Jazmín Hiaya (late 10th century to 1030s) (Arabic: جازمين حيية) was the only Arab military governor of the Taifa of Talavera de la Reina.

Jazmín was probably born to an Almohad tribe in Northern Africa. He was the military governor and king of the Taifa of Talavera de la Reina, in Castilla-La Mancha, Spain in the early 11th century.

According to legend, when he was a young boy, he had been promised that he would marry Princess Aixa Galiana, niece of Yahya al-Qadir, who was the last king of Toledo before the conquest of Alfonso VI. Aixa Galiana was captured by Christians and taken to Ávila, where she would be christened and married to the young Nalvillos Blázquez from the lineage of Davila's of then emerge D. Álvaro de Luna.
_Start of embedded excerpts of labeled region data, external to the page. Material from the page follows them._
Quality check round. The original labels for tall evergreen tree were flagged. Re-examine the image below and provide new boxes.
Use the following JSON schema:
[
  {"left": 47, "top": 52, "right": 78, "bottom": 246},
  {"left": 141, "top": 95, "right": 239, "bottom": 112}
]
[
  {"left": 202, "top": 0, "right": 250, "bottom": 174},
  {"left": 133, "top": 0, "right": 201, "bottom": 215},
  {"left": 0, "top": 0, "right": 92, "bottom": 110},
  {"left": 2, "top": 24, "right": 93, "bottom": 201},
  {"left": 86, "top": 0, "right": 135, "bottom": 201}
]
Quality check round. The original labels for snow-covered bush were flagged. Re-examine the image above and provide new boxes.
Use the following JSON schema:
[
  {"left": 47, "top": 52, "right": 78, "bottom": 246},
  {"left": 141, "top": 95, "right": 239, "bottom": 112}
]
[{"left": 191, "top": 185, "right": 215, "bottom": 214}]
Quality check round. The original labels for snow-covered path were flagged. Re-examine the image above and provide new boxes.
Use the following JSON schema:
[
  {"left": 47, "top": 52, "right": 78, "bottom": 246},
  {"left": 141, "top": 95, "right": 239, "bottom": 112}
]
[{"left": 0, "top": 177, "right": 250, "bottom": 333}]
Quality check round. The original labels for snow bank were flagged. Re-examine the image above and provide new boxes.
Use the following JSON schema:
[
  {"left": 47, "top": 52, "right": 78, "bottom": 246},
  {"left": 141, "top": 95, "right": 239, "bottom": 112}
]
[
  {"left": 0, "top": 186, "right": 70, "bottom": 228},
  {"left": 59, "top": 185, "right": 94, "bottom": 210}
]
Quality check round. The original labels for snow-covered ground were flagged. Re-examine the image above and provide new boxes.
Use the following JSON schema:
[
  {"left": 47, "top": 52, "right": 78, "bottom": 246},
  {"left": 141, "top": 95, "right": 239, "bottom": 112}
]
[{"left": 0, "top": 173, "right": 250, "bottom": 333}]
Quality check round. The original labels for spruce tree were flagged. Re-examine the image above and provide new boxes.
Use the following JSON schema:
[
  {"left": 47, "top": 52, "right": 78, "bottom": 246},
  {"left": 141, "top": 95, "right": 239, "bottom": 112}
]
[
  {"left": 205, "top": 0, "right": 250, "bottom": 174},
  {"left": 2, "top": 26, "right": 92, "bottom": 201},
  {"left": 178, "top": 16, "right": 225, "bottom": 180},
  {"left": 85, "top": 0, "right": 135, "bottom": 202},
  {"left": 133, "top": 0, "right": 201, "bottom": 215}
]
In a business visit, in which he was to deliver the price of land to the family of Blázquez, Jazmín saw his former fiancée, and they both fell in love with each other. Taking advantage of the absence of Blázquez who was in Villar del Pedroso, they fled back to Talavera de la Reina.

When Blázquez returned to Avila and discovered the betrayal, he gathered three hundred squires and headed to Talavera. According to several sources, Jazmin Hiaya was betrayed by Aixa. And according to others, Blázquez besieged the city, arrested Jazmín and Axia, and executed them on the spot.